今日も徒然、中洲日記

ほどほどに映画が好き。ほどほどに食べることが好き。日々気づいた事を綴ります。

美術展に行ってみる


パンダが好きで、特に悩みもストレスも無いくせに偉そうに「癒やし」を求めて上野に向かう。実は家庭の主婦は意外に忙しい。だから、月に2回か3回だけしか、上野動物園に行けない。


基本、再優先課題とすべき自分の都合は年に1度の健康診断くらいで、あとはほとんど家族の都合というものに私の毎日は左右される。今となっては体に染み付いてしまって、それが当たり前になってるけど、独立した息子たちからは、そろそろ外に出た方が良いとアドバイスされることが増えた。
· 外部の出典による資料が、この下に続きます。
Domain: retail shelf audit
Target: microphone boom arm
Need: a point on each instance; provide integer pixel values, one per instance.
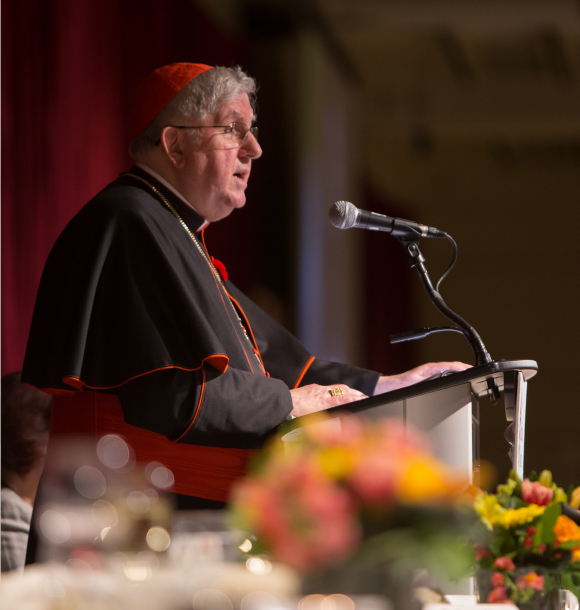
(417, 260)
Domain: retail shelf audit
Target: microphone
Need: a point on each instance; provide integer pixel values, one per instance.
(345, 215)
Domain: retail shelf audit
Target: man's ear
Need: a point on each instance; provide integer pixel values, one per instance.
(171, 145)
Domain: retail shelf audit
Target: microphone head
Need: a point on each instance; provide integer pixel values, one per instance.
(343, 214)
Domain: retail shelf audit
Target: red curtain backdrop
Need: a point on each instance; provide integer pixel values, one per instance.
(389, 306)
(70, 69)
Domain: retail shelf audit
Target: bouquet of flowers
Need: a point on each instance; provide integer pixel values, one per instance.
(529, 546)
(354, 491)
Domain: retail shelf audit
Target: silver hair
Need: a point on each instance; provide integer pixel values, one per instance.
(203, 95)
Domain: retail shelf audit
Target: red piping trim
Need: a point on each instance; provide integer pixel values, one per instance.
(77, 383)
(256, 350)
(306, 367)
(226, 307)
(198, 407)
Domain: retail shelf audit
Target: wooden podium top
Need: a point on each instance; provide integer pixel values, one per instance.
(476, 377)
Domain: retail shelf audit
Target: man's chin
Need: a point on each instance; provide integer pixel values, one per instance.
(227, 209)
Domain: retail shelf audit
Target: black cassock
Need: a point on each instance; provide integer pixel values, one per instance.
(130, 306)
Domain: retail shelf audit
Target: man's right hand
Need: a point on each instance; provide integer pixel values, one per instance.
(313, 397)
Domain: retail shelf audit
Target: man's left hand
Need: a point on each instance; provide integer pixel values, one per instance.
(402, 380)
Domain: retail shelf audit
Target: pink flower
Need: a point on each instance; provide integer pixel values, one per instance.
(497, 579)
(498, 595)
(375, 478)
(305, 519)
(504, 563)
(531, 579)
(535, 493)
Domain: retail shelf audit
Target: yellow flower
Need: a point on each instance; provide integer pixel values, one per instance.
(519, 516)
(424, 478)
(488, 509)
(337, 462)
(492, 513)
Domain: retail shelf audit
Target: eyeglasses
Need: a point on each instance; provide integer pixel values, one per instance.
(237, 131)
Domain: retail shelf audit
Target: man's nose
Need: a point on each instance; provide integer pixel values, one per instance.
(250, 147)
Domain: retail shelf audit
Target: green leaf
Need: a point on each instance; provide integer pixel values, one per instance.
(549, 519)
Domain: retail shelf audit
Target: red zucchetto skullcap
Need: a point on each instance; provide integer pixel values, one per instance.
(158, 89)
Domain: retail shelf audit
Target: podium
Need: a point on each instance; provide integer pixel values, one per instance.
(446, 409)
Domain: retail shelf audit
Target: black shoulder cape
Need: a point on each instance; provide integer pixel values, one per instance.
(126, 292)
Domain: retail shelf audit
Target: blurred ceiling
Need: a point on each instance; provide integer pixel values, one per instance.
(499, 74)
(503, 73)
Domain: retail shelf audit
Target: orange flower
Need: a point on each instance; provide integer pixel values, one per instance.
(530, 580)
(566, 530)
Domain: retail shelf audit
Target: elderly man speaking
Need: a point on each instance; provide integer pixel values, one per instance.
(137, 329)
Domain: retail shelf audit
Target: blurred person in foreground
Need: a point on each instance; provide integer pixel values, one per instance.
(25, 427)
(137, 329)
いざという時、家族への心配しか無い人になってほしくないそうだ。自分たちは、もうそれぞれ生きたいように生きてるから、自分の心配は自分ですると。


そんな息子たちだから、滅多に連絡もない。以前は連絡してくる時、何かあったのかと恐ろしく心配したものだが、最近ではまるで私を検索サイトと間違えてるんじゃないかと思うような連絡が多い。半返しってどのくらい?とか、ご近所さんへの季節の挨拶って何がいい?とか…


まぁ、それでも息子たちと話す貴重な時間なので、最近のパンダの動向(!)と我が家の近況を伝える。なぜか、パンダの動向(汗)。でも、息子たちはちゃんと聞いている。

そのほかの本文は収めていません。